Please see the attachment for the complete point-by-point response to the reviewer’s comments.

Executive summary

We are very grateful for the thorough review of our manuscript.

All Reviewers provided very positive responses, i.e. ‘the most interesting result is the indication of binding of multiple 40S subunits on the same 5’UTR’ and ‘results add details to the understanding of the mechanism of the scanning model’ (Reviewer #1). ‘These results are of great interest for the translation field since, to my knowledge, such a scanning complex has never been visualised so far. Therefore, I highly recommend this manuscript for publication with minor modifications’ (Reviewer #2). ‘The study adds new knowledge to understand translation initiation and scanning and is of interest to researchers in the mRNA translation field.’ (Reviewer #3).

We acknowledge multiple insightful suggestions made by the Reviewers to improve the manuscript and address them all in the attached point-by-point response.

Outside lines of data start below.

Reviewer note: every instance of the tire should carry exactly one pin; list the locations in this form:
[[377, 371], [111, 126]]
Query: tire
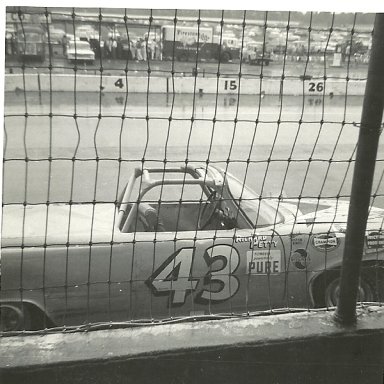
[[366, 293]]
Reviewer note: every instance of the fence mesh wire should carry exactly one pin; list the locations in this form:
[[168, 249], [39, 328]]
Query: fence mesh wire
[[169, 165]]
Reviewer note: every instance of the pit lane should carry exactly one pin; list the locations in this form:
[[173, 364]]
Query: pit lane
[[180, 127]]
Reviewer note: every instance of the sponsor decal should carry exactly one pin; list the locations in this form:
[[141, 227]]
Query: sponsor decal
[[375, 239], [325, 241], [264, 262], [265, 242], [300, 258]]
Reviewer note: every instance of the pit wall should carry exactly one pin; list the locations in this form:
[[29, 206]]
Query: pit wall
[[202, 85], [297, 348]]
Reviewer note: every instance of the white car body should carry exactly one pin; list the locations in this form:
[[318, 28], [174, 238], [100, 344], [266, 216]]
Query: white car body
[[80, 51]]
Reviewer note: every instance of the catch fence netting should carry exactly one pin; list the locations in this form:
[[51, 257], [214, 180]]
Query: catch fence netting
[[174, 165]]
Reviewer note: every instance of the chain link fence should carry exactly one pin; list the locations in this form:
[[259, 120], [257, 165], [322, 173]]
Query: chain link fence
[[171, 165]]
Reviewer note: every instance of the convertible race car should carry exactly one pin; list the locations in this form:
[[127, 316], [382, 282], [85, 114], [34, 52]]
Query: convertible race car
[[179, 242]]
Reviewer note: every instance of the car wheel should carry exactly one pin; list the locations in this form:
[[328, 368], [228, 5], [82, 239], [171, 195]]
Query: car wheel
[[366, 292]]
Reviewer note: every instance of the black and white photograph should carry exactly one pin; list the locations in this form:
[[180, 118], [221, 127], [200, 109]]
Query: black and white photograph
[[192, 194]]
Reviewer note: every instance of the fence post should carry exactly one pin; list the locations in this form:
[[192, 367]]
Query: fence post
[[371, 118]]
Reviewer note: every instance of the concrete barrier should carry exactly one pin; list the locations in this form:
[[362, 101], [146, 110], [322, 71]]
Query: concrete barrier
[[188, 85], [290, 348]]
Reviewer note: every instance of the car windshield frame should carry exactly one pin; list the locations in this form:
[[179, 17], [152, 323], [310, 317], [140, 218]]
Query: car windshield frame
[[256, 210]]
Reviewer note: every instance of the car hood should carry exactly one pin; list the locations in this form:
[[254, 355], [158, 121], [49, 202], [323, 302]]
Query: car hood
[[36, 225]]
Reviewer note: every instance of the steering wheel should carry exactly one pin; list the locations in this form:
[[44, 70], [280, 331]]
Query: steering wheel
[[206, 214]]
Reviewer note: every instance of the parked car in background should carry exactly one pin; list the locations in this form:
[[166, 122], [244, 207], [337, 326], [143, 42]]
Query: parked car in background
[[55, 35], [80, 51], [255, 53]]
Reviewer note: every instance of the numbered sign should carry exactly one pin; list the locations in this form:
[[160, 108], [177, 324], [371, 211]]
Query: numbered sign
[[230, 85], [315, 87]]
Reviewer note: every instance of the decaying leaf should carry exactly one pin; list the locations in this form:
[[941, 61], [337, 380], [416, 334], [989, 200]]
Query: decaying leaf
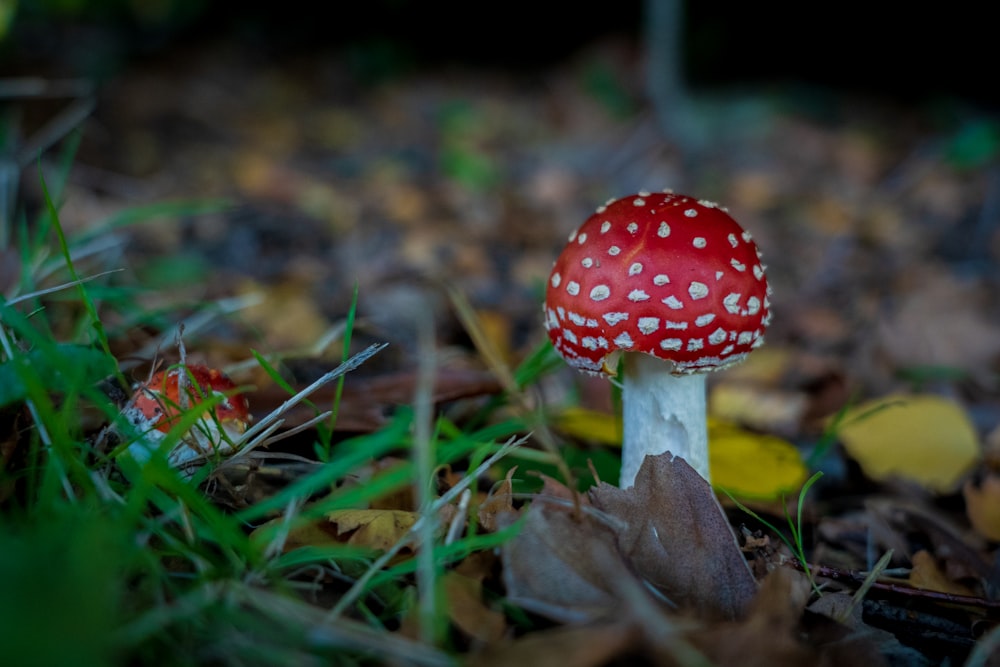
[[753, 465], [982, 505], [668, 530], [921, 438], [677, 538], [744, 463], [562, 566], [588, 645]]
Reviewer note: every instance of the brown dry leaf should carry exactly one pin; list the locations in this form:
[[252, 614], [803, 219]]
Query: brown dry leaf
[[499, 501], [927, 575], [982, 505], [588, 645], [768, 634], [469, 613], [561, 566], [677, 537], [922, 438]]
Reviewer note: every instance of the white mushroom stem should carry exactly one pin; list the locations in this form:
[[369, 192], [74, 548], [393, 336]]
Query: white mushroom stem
[[662, 412]]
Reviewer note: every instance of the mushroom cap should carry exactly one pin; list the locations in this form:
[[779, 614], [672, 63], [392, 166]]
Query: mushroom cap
[[663, 274], [159, 403]]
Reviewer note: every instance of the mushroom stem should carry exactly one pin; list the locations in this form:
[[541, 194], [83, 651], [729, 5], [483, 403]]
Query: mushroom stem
[[661, 412]]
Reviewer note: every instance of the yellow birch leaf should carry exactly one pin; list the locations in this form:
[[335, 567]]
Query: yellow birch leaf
[[373, 529], [752, 465], [982, 506], [590, 425], [744, 463], [922, 438]]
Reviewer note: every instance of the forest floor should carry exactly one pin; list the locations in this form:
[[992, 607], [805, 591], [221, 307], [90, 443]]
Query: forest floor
[[880, 227]]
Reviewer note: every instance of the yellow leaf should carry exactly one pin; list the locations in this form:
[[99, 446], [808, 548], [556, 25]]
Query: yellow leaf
[[752, 465], [982, 505], [590, 425], [746, 464], [922, 438], [374, 529]]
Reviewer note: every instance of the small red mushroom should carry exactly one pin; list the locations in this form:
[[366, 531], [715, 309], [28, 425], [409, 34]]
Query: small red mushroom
[[158, 404], [680, 282]]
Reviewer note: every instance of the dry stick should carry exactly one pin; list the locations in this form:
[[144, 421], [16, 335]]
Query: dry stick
[[856, 577]]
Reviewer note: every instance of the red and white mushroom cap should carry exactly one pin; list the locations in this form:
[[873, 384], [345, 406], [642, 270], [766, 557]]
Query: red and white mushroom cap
[[662, 274]]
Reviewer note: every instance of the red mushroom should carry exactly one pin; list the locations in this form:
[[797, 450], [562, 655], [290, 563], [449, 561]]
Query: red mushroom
[[158, 404], [680, 282]]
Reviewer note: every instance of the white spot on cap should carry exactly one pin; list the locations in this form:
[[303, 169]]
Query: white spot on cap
[[648, 325], [673, 302], [623, 340], [698, 290], [637, 295], [614, 318], [600, 292], [731, 302]]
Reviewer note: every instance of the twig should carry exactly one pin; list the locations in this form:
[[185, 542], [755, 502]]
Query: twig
[[858, 577]]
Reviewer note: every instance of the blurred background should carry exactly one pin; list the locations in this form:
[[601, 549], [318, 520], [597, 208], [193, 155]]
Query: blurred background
[[408, 146]]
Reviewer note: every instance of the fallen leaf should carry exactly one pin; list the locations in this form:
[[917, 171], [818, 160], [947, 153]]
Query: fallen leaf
[[982, 506], [676, 537], [588, 645], [589, 425], [468, 611], [373, 529], [921, 438], [753, 465], [744, 463], [562, 566]]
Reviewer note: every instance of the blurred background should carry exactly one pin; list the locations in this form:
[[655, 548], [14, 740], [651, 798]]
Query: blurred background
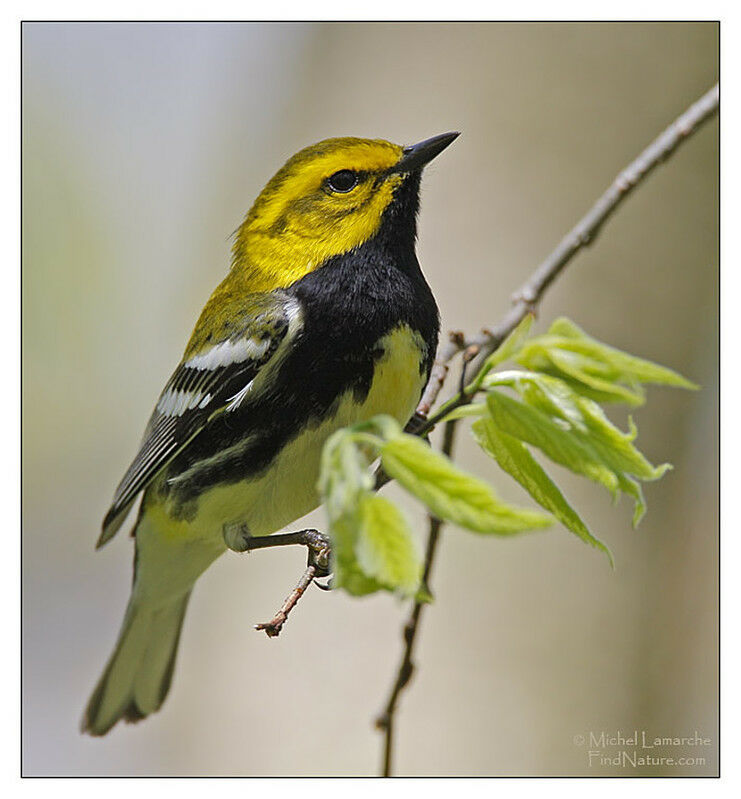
[[143, 147]]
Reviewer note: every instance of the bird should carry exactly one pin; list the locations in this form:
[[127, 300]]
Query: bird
[[324, 319]]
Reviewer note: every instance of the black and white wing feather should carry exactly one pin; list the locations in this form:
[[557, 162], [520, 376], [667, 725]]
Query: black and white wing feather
[[209, 383]]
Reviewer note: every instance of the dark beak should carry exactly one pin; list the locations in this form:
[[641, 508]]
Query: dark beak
[[419, 155]]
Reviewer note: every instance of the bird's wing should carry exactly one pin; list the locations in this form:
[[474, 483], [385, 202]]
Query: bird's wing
[[211, 381]]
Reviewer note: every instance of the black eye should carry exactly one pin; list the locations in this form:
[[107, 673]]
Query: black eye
[[343, 181]]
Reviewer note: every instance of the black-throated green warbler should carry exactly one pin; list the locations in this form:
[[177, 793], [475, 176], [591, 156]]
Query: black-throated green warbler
[[324, 319]]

We provide a revised version of our work. The main changes are: (1) a more thorough discussion of the nature of poly(A) 5'UTR mRNAs and their physiological relevance to late poxviral infection (raised by Reviewers #2 and #3), (2) inclusion of a scrambled RNA control into the description of the anti-eIF4A aptamer effects on translation, (3) inclusion of an experimental flowchart diagram for the toeprinting experiments where capped mRNAs were first pre-incubated with the cap-binding factors, and (4) inclusion of unprocessed fluorescent traces for the main toeprinting results (raised by Reviewer #1). Minor changes and corrections are introduced throughout the text and figures as tracked changes.

We hope that the revised version of our manuscript will now be accepted for publication.

 

 

Author Response File: Author Response.pdf

Round 2

Reviewer 3 Report

The revision improved the manuscript.